The Master Sniper is a rewarding read. The prose is quick and spry, while the plot is rich enough to keep you guessing until shortly before the end. Mr. Hunter ratchets the tension and suspense perfectly, and the characters are enjoyable and likable—Mr. Hunter does an excellent job of creating a likable hero, while also creating a villain who doesn’t seem terribly bad until the novel begins to unwind, and then he is unmasked as a truly despicable and dangerous person.

Saturday, January 09, 2010


Duel was an ABC movie of the week originally aired in November 1971. It was Steven Spielberg’s first crack at directing a movie, and he really delivered. It was filmed on location in thirteen days and the final product feels more like a feature film than a made-for-television movie. The camera work is impressive. There are several beautiful low-angle moving shots on the highway and an impressive freehand, documentary-style, scene shot in a truck stop.

The story is relatively simple—a salesman traveling a California highway passes a slow moving tanker truck.
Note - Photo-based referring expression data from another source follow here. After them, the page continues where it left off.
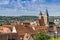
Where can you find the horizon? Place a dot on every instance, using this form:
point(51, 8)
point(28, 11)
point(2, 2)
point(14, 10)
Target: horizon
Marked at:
point(29, 7)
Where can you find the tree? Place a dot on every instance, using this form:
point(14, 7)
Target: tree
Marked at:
point(41, 36)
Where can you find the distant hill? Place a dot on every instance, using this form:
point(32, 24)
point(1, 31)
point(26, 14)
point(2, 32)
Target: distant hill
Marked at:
point(9, 19)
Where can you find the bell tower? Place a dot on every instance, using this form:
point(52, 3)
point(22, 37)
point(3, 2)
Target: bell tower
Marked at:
point(46, 19)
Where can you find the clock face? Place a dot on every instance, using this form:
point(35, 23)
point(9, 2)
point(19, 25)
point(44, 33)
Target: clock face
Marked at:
point(4, 2)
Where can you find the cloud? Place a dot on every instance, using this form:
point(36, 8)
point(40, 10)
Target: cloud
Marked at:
point(4, 2)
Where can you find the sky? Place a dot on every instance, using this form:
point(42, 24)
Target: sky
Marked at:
point(29, 7)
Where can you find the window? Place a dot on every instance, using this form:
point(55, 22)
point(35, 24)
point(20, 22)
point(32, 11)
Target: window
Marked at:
point(11, 39)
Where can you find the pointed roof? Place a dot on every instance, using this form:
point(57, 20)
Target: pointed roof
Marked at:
point(47, 12)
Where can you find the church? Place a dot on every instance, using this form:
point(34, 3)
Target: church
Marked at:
point(43, 19)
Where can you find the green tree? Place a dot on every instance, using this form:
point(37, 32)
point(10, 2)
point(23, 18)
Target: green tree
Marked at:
point(41, 36)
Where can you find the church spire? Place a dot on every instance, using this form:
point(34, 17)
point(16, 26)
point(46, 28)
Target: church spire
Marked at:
point(40, 13)
point(47, 13)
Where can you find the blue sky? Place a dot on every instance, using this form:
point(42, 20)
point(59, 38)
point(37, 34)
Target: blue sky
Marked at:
point(29, 7)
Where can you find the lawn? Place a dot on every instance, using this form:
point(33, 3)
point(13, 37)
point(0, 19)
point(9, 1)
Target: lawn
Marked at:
point(55, 38)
The driver of the tanker takes exception, and the rest of the story unfolds as the truck chases David Mann (the salesman) along the narrow two-lane highway. The driver of the truck is never revealed, which creates a sense of broad-based terror as the antagonist actually becomes the truck.

Richard Matheson wrote the screenplay, based on his novelette, and it is a taut and linear tale of a normal man trapped in a situation where only he can save himself. It is a little Alfred Hitchcock, and a whole lot Richard Matheson. The film is faithful to the novelette, but there are a few additional scenes and an extension of one—the truck stop scene was lengthened and improved over the story. Dennis Weaver—playing David Mann—creates an anxiety that is realistic; I saw a whole lot of myself in his reactions and behavior.

The original television version was released in a 90-minute time slot. The actual film clocked in at around 73-minutes, but it was lengthened to 90-minutes and released as a feature film in Europe. The current DVD is the 90-minute version, and my understanding is that Spielberg extended a couple scenes and added one. I haven’t seen the original version, but I really can’t imagine that it was any better than the longer theatrical version.

Duel is worth seeking out. The DVD is priced at around $10, and it is worth every penny. It also includes two lengthy interviews with Spielberg, and one with Richard Matheson. The original novelette should also be read. In fact, read it and then watch the film. It is available in two current editions: Duel: Terror Stories and Richard Matheson: Collected Stories, Vol. 3.